Force Multipliers and Points-of-Next

Two phrases have been top of mind for me lately:  force multiplier and point-of-next.

Force multiplier is a term most often associated with the US military and refers to any capability added to a combat force that enhances their tactical superiority and increases the likelihood mission success.

This is how I think of AI.  Intense computing power, trained models, deep wells of information and knowledge fed from the data explosion of the past two decades.  My LinkedIn feed is filled with polarizing content regarding the value and risk potential of this omnipresent concept.

But I look at it the same way I look at any of technology.  It's a tool that enables productivity at a scale that I could never achieve as a single human contributor to any endeavor - especially in my chosen field of data management.

I've spent over three decades being a very productive resource for many different types of companies, but I've always felt that my work has been incomplete and usually taken much longer than I anticipated. 

And I'm right.

When I'm set to a task, given a charter or a mandate, I'm moving at the speed of thought.  Models appear, client conversations uncover vast amounts of functional knowledge and desired outcomes, and prototype queries flow from my fingers like water channeled through a mountain ravine. 

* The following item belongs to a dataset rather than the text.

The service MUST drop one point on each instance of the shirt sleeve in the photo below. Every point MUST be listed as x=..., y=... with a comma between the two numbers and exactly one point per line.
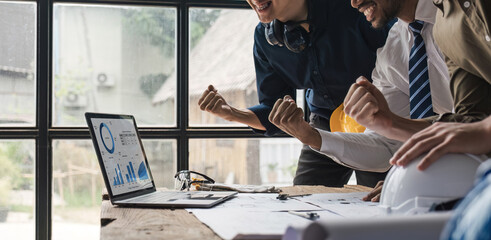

But I can't keep up with everything I've taken in, and I've failed to absorb everything that was covered in these critical conversations.  Moreover, I lack the capacity to effectively share my newly acquired knowledge and insights to others in a way that allows me to organize, delegate, and distribute the effort.  Worse, I've found that bringing too many people into the conversation tends to slow things down because everyone hears and processes things differently - and of course consensus mentality further degrades forward velocity.

Enter AI.

One of my thought partners in my fledgling little business is an AI expert who has spent the requisite hours figuring out how to make AI work as a force multiplier for a number of small things in his personal life and a certain amount in the professional work.  While we were talking yesterday, he had nine agents running tasks that would accomplish significantly more than a day's worth of work by the time we got off the phone.

With that time we discussed what AI could do for this business.  His key point when advising me was that a key strength of AI/LLM platforms is that they remember.  Forget about learning for now.  Think about the power of having a damn near flawless memory of every client conversation.

Force multiplier.

Point of next.  This is a phrase I first heard from George Strickland, and it's been a part of my engagement model ever since. Simply put, you're never done. You've only arrived at the next point - of reflection, inspection, adaption, decision. It's a paradigm that allows you to get started not knowing everything, fail fast, and finish first.

Start training your LLM and AI agents how to recognize the articulation of a business rule or target outcome - in the language of the client.  Feed it source data and teach it how to profile and build robust, scalable, and incredibly reliable models and transformations in dbt or Snowflake pipeline notebooks.

Imagine what two people - one product manager / data leader and one AI engineer - could accomplish with just those few added capabilities.  Force multiplier.

Point of next.  Data visualization.  Conversational BI.  Built on the point of previous.  Force multiplier.

Get where I'm going here?  Models, lineage, a semantic layer - all enabled and made accessible  for review and refinement in a fraction of the time it takes a typical data team or consultancy to deliver the first draft solution proposal.  Points of next.

We're not there yet.  Not even close, but it's long past time to take those first, small steps.

Point of next leads to real force multiplication over time.  When will this industry stop chasing dashboards and easy buttons and embrace a sensible, measured path forward - taking advantage of what AI already does well?